# Ridgid Wall mounted 5 h.p.,5 gal. wetvac for shop $19



## Tommyt654 (Apr 5, 2009)

Saw this over on Slickdeals.net and ran out to get a few. Very nice to have in the garage for the cars and stuff as well as 1 for the shop for clean-up as well,Great deal as they are usually $100, RIDGID 5 Gal. Stor-N -Go Wall Mounted Vac - WD5500 at The Home Depot


----------



## Tommyt654 (Apr 5, 2009)

Oh, BTW this is an instore deal only,not online and I,d advise against callin the store as soon as you do they,ll disappear as the employees will snatch them up and resell on craigslist or fleabay like they did with the Dewalt tool sets earlier this yr, but I,d be at the store 1st thing in the mornin if you want one as stocks are low, by the time I got to my store to get one they went from 11 when I called to 6 in about 15 minutes.


----------



## xplorx4 (Dec 1, 2008)

And I am out of town till Tuesday or Wednesday!!


----------



## Tommyt654 (Apr 5, 2009)

I,m sure they have them at other Home Depots Jerry, Call when you get back and have a safe trip,Tommy


----------



## levon (Sep 14, 2008)

hi Tommy, that is a good price, but 8 or 10 years back, i think hd had a sale on shop vacs and i bought several. i already had a big shopvac brand.

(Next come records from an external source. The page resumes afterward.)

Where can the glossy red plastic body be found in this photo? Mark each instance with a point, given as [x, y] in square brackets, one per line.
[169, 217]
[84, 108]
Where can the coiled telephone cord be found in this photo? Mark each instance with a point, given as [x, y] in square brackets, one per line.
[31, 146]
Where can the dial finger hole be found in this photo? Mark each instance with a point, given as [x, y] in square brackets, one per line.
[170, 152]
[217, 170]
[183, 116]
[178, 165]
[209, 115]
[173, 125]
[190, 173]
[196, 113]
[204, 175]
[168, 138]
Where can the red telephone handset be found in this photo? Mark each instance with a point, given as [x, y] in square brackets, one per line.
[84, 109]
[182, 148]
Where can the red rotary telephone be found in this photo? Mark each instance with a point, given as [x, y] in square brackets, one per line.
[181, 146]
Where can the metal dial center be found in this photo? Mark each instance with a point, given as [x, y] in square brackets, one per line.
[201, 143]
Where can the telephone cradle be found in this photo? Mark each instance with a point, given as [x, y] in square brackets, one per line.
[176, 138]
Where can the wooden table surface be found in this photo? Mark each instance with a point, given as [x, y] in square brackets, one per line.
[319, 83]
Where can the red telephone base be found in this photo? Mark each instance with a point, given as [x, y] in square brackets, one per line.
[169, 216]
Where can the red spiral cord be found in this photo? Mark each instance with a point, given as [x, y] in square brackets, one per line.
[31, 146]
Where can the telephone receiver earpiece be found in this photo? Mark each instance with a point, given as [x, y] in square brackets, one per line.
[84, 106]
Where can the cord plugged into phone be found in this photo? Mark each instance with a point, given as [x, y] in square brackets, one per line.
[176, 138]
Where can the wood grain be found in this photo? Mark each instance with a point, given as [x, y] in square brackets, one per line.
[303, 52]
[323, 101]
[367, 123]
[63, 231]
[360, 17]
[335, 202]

they work great, but now if at all possible, i use the dc. those shopvacs scream out so much noise. the dc is a blessing to the shop, its so much quieter.


----------



## Cochese (Jan 12, 2010)

No luck around here. Slickdeals effect.


----------



## Tommyt654 (Apr 5, 2009)

More like H.D employee effect


----------



## Jack Wilson (Mar 14, 2010)

Thanks man, I bought 5!


----------



## Tommyt654 (Apr 5, 2009)

I,m figuring to use a couple and save one for a x-mas gift,Boy you outta hear the boys over at Woodnet cryin about this, its hilarious how fragile their egos are


----------



## Jack Wilson (Mar 14, 2010)

I was looking at them for $49, but didn't do it. But for $19 I got one for me and Christmas gifts for my dad and brothers, and I still have 1 left over.


----------